バランさんは得意げだが、私は「ギュイン」と「バーッ」と「ドカーン」しか頭に残らない。

(……説明のクセが強い……)

「移動スキルは《クイック・ステップ》な。スッと動いてサッと避ける。ジャンプもだ。スッ! て感じで飛べる!」

(スッて……どんなイメージなんだろう)

「能力向上スキルは《パッシブ・全身強化》! 身体がシュワァァって熱くなって、動きがガツーンと良くなる!」

(シュワァァ……ガツーン……)

もう頭の中が擬音まみれで大混乱。

(ごめんなさいバランさん、全然分からない……!)

そんな私の様子を察したのか、サラがまたそっと耳打ちしてくる。

「私も最初そうだったよ。大丈夫、慣れたら何とかなったし、細かいところは後で一緒に練習しよっか?」

「ありがとう、サラさん……」

温かい言葉に、心がふわっと軽くなる。

*  *  *

「スキルの発動にはな、スキル名を唱えつつ、しっかりイメージすること! 《アーツ・スラッシュ》なら剣を振って斬撃が飛ぶイメージ。《パッシブ・全身強化》なら体が力で満ちるイメージ!」

バランさんの熱血指導は止まらない。

「一度使うと三分のクールタイムがある。無理に使い続けると、ぶっ倒れるから気をつけろ。
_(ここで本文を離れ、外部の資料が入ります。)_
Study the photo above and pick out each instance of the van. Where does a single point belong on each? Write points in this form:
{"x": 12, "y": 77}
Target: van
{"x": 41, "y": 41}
応用は後回しでいい。とにかく“型”を覚えろ! ……あとは実践で体に叩き込めぇ!」

最後は声量で押し切るバランさん。

ハルートもサラも、苦笑しつつも真剣な表情で頷いていた。

「さて――んじゃ、模擬戦といくか! 誰が最初にやる?」

私はどきっとした。いきなり戦うの? と体が強ばる。

「緊張するなよ。模擬戦ってのは“練習”だ。失敗してもいい」

バランさんはそう言って、励ますように笑う。

私、ちゃんとできるかな……

でも――せっかく手に入れたこの力、絶対に使いこなしてみせる。

胸に小さく誓いを立てて、私は剣の柄をぎゅっと握った。